Wofür die vier Buchstaben stehen
ORAC ist die Abkürzung für Oxygen Radical Absorbance Capacity, auf Deutsch etwa: die Fähigkeit, Sauerstoffradikale abzufangen. Die Verbraucherzentrale beschreibt den Wert genau so und nennt auch die Einheit: Trolox-Äquivalente, angegeben je 100 Gramm oder je Milliliter. Trolox ist ein wasserlöslicher Abkömmling von Vitamin E und dient als Vergleichsmaßstab, ähnlich wie ein Urmeter im Museum. Damit ist der wichtigste Punkt schon gesagt. Eine ORAC-Zahl nennt nicht, wie viel von einem Stoff in einem Lebensmittel steckt, sondern wie sich eine Probe in einem bestimmten Testaufbau gegenüber diesem Vergleichsstoff verhält. Angaben wie Milligramm Polyphenole je Gramm sind dagegen echte Mengenangaben, die man nachwiegen kann. Wer in einem Shop-Text eine ORAC-Zahl ohne Beschreibung des Verfahrens liest, bekommt also kein Mengenmaß, sondern ein Laborergebnis ohne Beipackzettel. Genau da fängt das Missverständnis an, das sich seit Jahren durch Werbetexte zu Beeren, Kakao und Matcha zieht. Die Zahl klingt nach Rangliste, gemessen wurde aber eine Reaktion in einem Röhrchen.
Wie der Wert im Reagenzglas zustande kommt
Der Ablauf ist immer gleich. In eine Lösung kommt ein Farbstoff, der leuchtet, solange er unbeschädigt ist.

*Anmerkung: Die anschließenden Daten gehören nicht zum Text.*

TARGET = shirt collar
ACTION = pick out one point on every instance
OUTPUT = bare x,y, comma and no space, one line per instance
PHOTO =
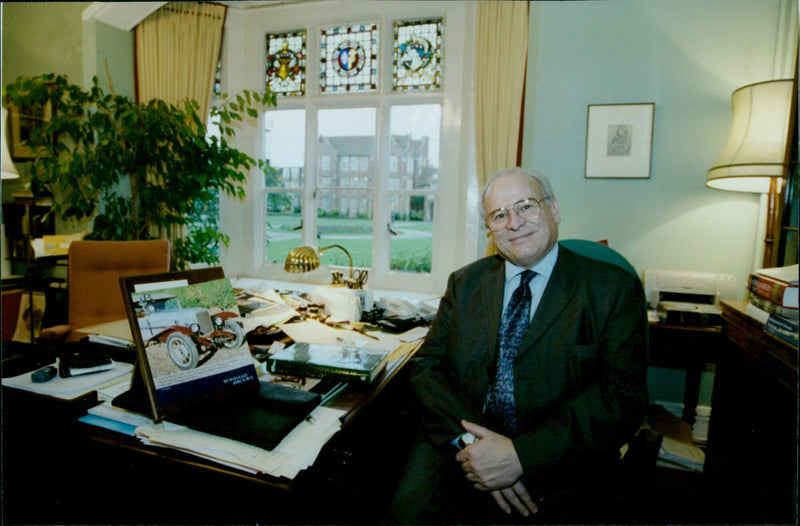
543,268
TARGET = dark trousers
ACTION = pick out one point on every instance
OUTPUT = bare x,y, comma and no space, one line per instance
433,490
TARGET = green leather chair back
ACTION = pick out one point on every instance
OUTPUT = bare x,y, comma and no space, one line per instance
599,251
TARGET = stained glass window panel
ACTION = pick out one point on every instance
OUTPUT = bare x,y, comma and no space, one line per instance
349,59
417,55
286,63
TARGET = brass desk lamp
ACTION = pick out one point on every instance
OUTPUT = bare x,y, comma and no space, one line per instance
306,258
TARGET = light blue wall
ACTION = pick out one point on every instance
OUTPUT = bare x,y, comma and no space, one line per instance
687,57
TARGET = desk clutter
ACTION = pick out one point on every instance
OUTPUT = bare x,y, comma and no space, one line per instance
773,301
205,382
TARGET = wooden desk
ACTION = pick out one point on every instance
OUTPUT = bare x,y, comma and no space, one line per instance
58,470
752,447
689,349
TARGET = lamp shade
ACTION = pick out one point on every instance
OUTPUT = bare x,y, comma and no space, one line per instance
9,170
756,147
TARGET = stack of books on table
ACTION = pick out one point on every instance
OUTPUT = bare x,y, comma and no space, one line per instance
774,301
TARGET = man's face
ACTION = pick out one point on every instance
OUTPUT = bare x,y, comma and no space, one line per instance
522,242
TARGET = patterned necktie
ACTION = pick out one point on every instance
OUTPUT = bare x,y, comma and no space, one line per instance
500,399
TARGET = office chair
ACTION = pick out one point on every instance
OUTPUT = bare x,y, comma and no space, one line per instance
637,467
94,294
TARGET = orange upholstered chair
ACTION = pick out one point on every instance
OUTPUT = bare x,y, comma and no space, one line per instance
93,280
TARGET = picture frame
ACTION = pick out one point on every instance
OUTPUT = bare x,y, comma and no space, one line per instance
22,122
619,140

Dazu kommt eine Substanz, die gleichmäßig Peroxylradikale freisetzt. Das Leuchten nimmt ab, und ein Messgerät zeichnet diese Abnahme über die Zeit auf. Gibt man eine Lebensmittelprobe hinzu, fällt die Kurve flacher. Aus der Fläche unter der Kurve wird ein Wert berechnet und in Trolox-Äquivalenten ausgedrückt, üblicherweise in Mikromol je 100 Gramm Probe. Die Verbraucherzentrale fasst den Haken in einem Satz zusammen: Die im Labor gemessene Reaktion "findet im menschlichen Körper so gar nicht statt". Dazu kommt, dass unbekannt bleibt, wie viel von den gemessenen Stoffen überhaupt aufgenommen wird. In der Fachdiskussion wird außerdem angeführt, dass nur die Wirkung gegen eine bestimmte Radikalart erfasst wird und die eigentliche Schadreaktion gar nicht beschrieben ist. Ein hoher Wert bedeutet damit zuerst eines: Die Probe hat den Farbstoff im Röhrchen länger leuchten lassen.

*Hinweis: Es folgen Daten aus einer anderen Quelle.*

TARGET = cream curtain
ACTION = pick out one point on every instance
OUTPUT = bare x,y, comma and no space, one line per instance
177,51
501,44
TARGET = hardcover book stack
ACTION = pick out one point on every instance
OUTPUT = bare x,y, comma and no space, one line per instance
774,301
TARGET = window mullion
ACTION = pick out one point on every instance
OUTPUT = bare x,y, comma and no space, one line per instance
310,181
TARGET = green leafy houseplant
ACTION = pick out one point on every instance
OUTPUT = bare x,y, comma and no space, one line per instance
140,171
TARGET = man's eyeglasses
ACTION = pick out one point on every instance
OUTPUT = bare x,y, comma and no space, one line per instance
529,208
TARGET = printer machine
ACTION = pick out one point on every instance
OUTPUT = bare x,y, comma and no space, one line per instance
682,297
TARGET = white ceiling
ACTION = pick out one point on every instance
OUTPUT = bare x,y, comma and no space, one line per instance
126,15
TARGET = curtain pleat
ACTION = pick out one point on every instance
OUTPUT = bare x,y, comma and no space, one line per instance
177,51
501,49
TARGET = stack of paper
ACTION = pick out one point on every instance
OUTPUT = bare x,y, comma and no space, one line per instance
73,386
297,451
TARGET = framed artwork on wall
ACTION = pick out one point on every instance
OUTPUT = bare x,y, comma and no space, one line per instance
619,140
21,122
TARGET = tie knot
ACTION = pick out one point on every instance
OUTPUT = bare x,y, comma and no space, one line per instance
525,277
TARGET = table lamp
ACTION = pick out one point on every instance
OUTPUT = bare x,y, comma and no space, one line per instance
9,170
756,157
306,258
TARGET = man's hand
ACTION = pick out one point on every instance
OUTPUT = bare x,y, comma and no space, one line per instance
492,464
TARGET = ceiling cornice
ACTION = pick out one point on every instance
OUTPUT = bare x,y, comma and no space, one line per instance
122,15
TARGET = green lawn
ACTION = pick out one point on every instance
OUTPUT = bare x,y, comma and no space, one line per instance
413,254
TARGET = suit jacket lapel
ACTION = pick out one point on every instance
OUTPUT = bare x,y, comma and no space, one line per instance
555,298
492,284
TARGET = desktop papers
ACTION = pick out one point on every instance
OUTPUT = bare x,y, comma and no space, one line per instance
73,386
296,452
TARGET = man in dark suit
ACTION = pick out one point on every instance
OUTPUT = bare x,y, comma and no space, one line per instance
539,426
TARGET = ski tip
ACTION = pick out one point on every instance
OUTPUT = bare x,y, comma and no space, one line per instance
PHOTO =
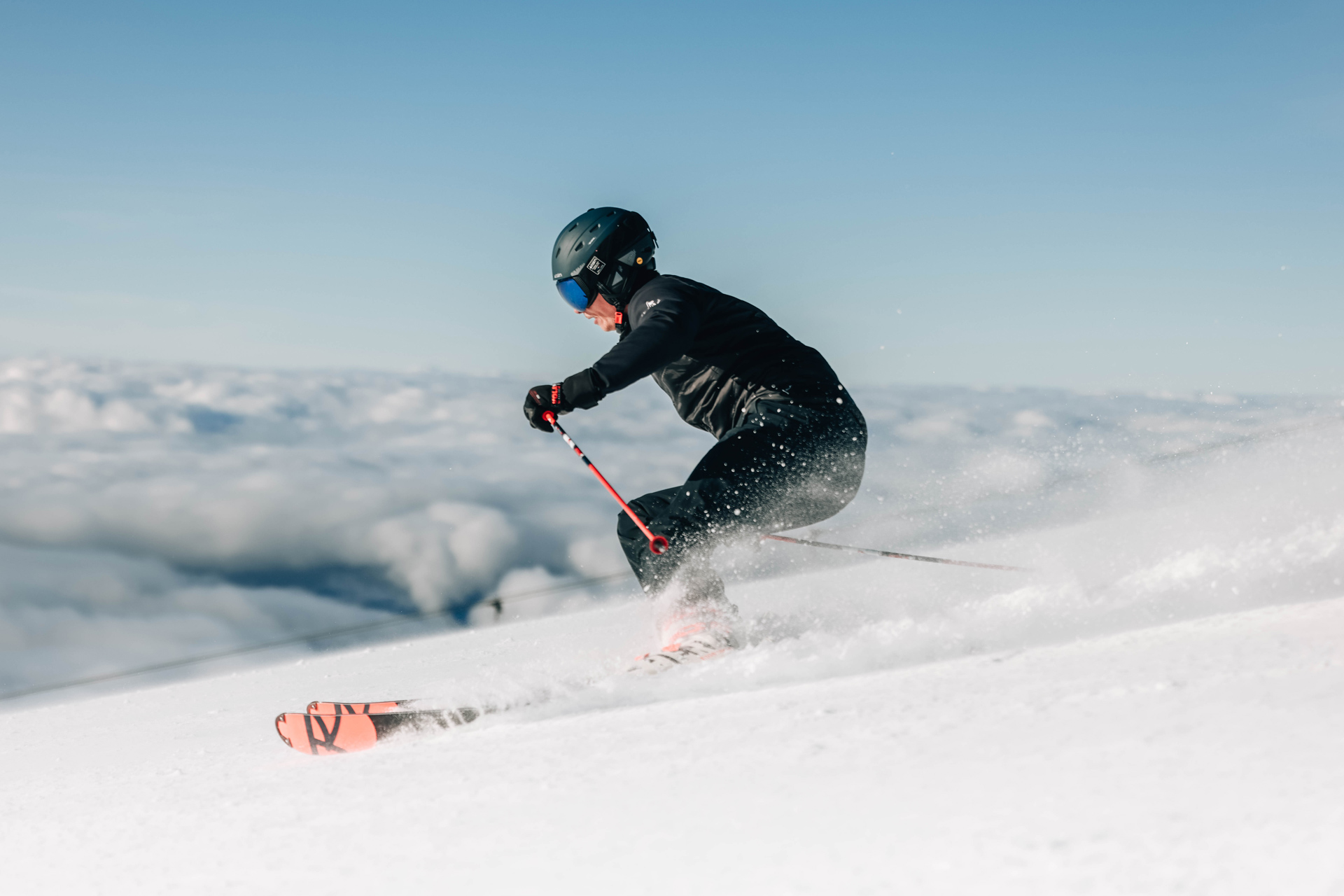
326,735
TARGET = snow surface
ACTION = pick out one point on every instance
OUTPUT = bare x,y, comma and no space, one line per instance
1156,708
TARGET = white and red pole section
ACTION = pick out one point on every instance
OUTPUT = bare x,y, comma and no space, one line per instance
657,545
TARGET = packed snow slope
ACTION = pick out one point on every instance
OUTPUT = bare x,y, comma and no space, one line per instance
1199,757
1156,707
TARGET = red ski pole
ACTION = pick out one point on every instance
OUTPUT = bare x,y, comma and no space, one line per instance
657,545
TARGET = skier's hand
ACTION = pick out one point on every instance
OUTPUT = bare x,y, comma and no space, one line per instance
542,399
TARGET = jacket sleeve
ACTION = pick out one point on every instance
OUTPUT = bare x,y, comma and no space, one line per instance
657,336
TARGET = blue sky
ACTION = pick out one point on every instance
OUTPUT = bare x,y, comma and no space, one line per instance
1100,197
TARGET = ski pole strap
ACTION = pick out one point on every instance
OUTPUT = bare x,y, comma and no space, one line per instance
891,554
657,545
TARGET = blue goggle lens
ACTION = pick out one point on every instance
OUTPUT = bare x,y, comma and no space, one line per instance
573,293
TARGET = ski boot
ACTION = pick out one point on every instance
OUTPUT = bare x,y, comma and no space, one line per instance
695,622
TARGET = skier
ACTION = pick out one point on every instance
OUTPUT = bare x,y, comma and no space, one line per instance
790,440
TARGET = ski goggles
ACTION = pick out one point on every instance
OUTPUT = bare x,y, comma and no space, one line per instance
574,295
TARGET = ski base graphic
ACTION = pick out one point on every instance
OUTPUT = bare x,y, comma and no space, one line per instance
328,734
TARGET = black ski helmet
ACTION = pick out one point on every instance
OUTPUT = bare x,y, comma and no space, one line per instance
604,250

Warum die große USDA-Tabelle seit 2012 fehlt
Die bekannteste Sammlung solcher Werte stammt vom Agricultural Research Service des US-Landwirtschaftsministeriums. Die zweite Fassung, veröffentlicht am 10. Mai 2010 von David Haytowitz und Seema Bhagwat, enthielt Werte für 326 Lebensmittel, jeweils aufgeteilt in wasserlösliches ORAC, fettlösliches ORAC, Gesamt-ORAC und Gesamtphenole je 100 Gramm essbaren Anteils. Genau diese Tabelle wanderte in unzählige Werbetexte und Ranglisten. Im Mai 2012 nahm die Behörde diese Datei vom Netz. Die Begründung ist in der Fachdokumentation zur Methode überliefert und in ihrem Kern kurz: Es gibt keinen Beleg dafür, dass ORAC-Werte nach dem Verzehr eines Lebensmittels eine biologische Bedeutung haben. Der Eintrag zur Veröffentlichung ist beim Forschungsdienst bis heute gelistet – die Datentabelle selbst wird über die alten Adressen nicht mehr ausgeliefert. Für dich heißt das: Fast jede ORAC-Zahl, die dir heute im Netz begegnet, geht entweder auf diese über vierzehn Jahre alte Datei zurück oder auf einen einzelnen Laborbericht, den niemand nachschlagen kann. Ein aktuelles, amtlich gepflegtes Verzeichnis, in dem Matcha mit einem gültigen ORAC-Wert steht, gibt es schlicht nicht.
Was in Deutschland auf einer Packung stehen darf
Hier wird es eindeutig. Der Arbeitskreis Lebensmittelchemischer Sachverständiger hat bereits 2011 festgehalten, dass die Angabe eines ORAC-Wertes eine unzulässige nährwertbezogene Angabe im Sinn der Health-Claims-Verordnung ist. Die Verbraucherzentrale ergänzt, dass Werbung mit dem Wert außerdem gegen Artikel 7 Absatz 1 b der Lebensmittelinformationsverordnung verstößt, weil sie eine Eigenschaft nahelegt, die so nicht belegt ist. Eine deutsche Dose, die sich an die Regeln hält, trägt deshalb keine ORAC-Zahl – und das ist kein Versäumnis des Herstellers, sondern die Rechtslage. Wenn dir trotzdem irgendwo eine ORAC-Rangliste begegnet, ordnest du sie am besten als Werbetext ein und nicht als Produktangabe. Woran du belastbare Angaben stattdessen erkennst, steht in „Matcha-Etikett lesen: was auf der Dose stehen muss und was nur Werbung ist“. Dort geht es um Pflichtangaben wie Zutat, Nettofüllmenge, Grundpreis und Mindesthaltbarkeit – Zahlen, die jeder nachprüfen kann.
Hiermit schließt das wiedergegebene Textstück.